Who in their right mind is gonna wanna watch this besides the paranoid prudeish neighbourhood watch types?

leftwing totalitarians will watch to make sure you don’t smoke or eat something they deem “bad” for you…

-Imp

Perhaps, though in the Orwellian state the ‘watchers’ were middle class oppressors, not bored working class people on council estates.

This is completely inaccurate and probably the result of an urban myth. The figure suggested officially from the Urbaneye project is 1 camera for every 14 people, or a bit over 4 million cameras across the whole country and that was a very rough estimate based on a study of one area in London and applying those stats to the whole country (in my area it’s probably more like 1 for every 500 people), which is inaccurate.

urbaneye.net/results/results.htm
The report ‘cctv in London’ page 21 is the relevant part

Bored people. Voyeurs wanting to spot people having indiscrete sex. Lonely wankers. Old people with nothing better to do. Teenagers wanting to spot their mates commiting acts of petty thuggery and vandalism. All sorts of people…

Yeah ok.

Without trying to appear an anarchist, the more you control, the more you have to control… There is no upper limit to governmental control and revolution is a change in controllers, not control.

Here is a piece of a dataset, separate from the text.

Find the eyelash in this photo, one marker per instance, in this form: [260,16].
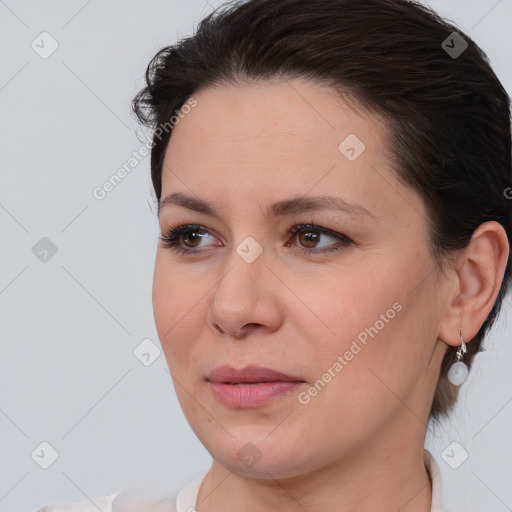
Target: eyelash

The Orwellian state isn’t here yet, but it is the inevitable conclusion.

Well siatd you did see this coming…I’m still waiting on the CCTV shopping channel (loved that farcical idea):

“Look, she bought the no frills brand…what a cheap=o!”

It’s an absurd idea. Sure, it has some supposed practical and pragmatic aims in terms of ‘witnessing’ and ‘observing’ and thus reducing and increasing
the crime rate…it’s a ridiculous waste of resources once again!

Evidently human beings stopped witnessing crimes DECADES ago. Soon I surmise we will need robots to committ crime as well.

I’ll need think about this a bit more.

Oh! You forgot to mention the town gossip!